At my team we are experimenting with dvc as an interface to work with trained models and datasets. So far it has been working nicely, but we found a mayor roadblock when it comes to permissions management.
In our ideal scenario, when a teammate gets access to one of our repositories in GitHub that person will only have access to the data from that particular repository. This permission should be given automatically by the fact that the person has access to the repository, with no need to modify roles in AWS.
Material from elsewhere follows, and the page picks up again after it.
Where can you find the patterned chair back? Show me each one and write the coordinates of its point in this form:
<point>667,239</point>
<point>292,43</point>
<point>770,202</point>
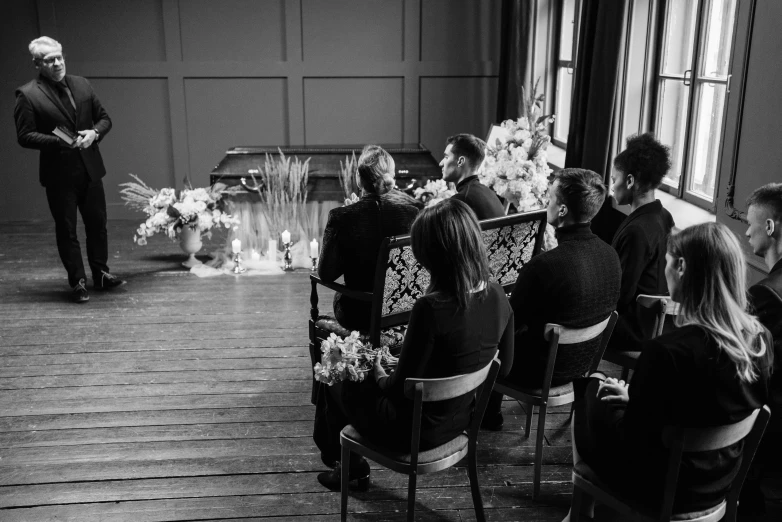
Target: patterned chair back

However, this seems challenging to achieve through S3 + DVC. Our considered solution right now is to have a single S3 bucket with all our DVC repositories. If we grant access to all teammates to the whole bucket it would mean that they will have access to all the company’s data, which is less than ideal. So we were considering having a “Junior” role which we will have to give access manually to whatever specific S3 folders they need and a “Senior” role with access to everything.
This solution is suboptimal as we will need to handle different permissions for GitHub and for S3, which adds overhead.
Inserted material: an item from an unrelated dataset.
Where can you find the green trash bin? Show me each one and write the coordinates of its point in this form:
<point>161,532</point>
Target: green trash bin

Is there any other pattern we are missing here? Is there any easy way for a teammate to be given access to ONLY the dvc remote from the GitHub repository automatically?
Hi @Javi, thank you for asking! This is a very good question and two possible solutions:
Workflow level. You can allow write/push access to the bucket only for bots/virtual-users that will push data to the bucket through CI/CD only after approved pull requests in GitHub. While all the users will have read/pull access from the bucket.
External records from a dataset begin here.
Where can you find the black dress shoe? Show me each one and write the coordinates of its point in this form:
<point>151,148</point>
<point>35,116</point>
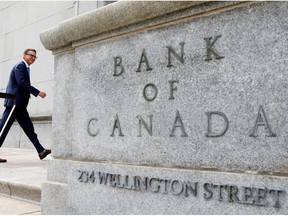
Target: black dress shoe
<point>44,154</point>
<point>3,160</point>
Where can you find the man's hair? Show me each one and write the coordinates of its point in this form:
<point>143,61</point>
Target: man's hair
<point>27,50</point>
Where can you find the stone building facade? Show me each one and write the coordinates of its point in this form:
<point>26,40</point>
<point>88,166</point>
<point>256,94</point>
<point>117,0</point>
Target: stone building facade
<point>20,25</point>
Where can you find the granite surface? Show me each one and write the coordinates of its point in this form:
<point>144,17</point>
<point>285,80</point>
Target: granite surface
<point>198,105</point>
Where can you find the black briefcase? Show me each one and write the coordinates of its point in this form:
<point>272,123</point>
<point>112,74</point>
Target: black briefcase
<point>12,97</point>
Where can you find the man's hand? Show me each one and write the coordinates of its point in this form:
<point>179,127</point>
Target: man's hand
<point>42,94</point>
User level. The way you describe it. We are in the design stage for this feature. It would be great if you can help us with the design and requirements.
I’d be happy to help you and go deeper into the solutions. Please let me know if you are open to a chat - please shoot me a Hi email to my-first-name at iterative.ai
Has there been any update on the User Level permissions for DVC? My company is also evaluating DVC as a data versioning option and would love to see integration of this with S3.
@coleary There is still no built-in support for this, but there are a few workarounds that can work for this. I haven’t tested any of them, and I think they will require some at least minimal setup, but I can try to help with some feedback and brainstorm the solution.
Would it be possible in your case to assume that there is a remote setup per repository, and is it enough level of granularity if we assume that if personal has an access to a repo also has access to the remote storage? Or at least that we don’t have to manage access on S3 in a way that one person has access to some files and doesn’t have to other.
Then options that I have in mind:
Take a look at saml.to that helps to assume a role based on some configuration file on GH. E.g. you can say that people have an access to a repo or are part of some team have access to a specific bucket on remote.
I like this one better, but it’s a bit more involved. Create a JSON/YAML file in a repo and CI/CD action that would use terraform or AWS CLI to manage team permission as this file is being updated. This way you would be able to explicitly say that users A, B, C have access now.
Alternative is to have a cron scheduled GH action that checks for the team members in some team and updates S3 permissions accordingly.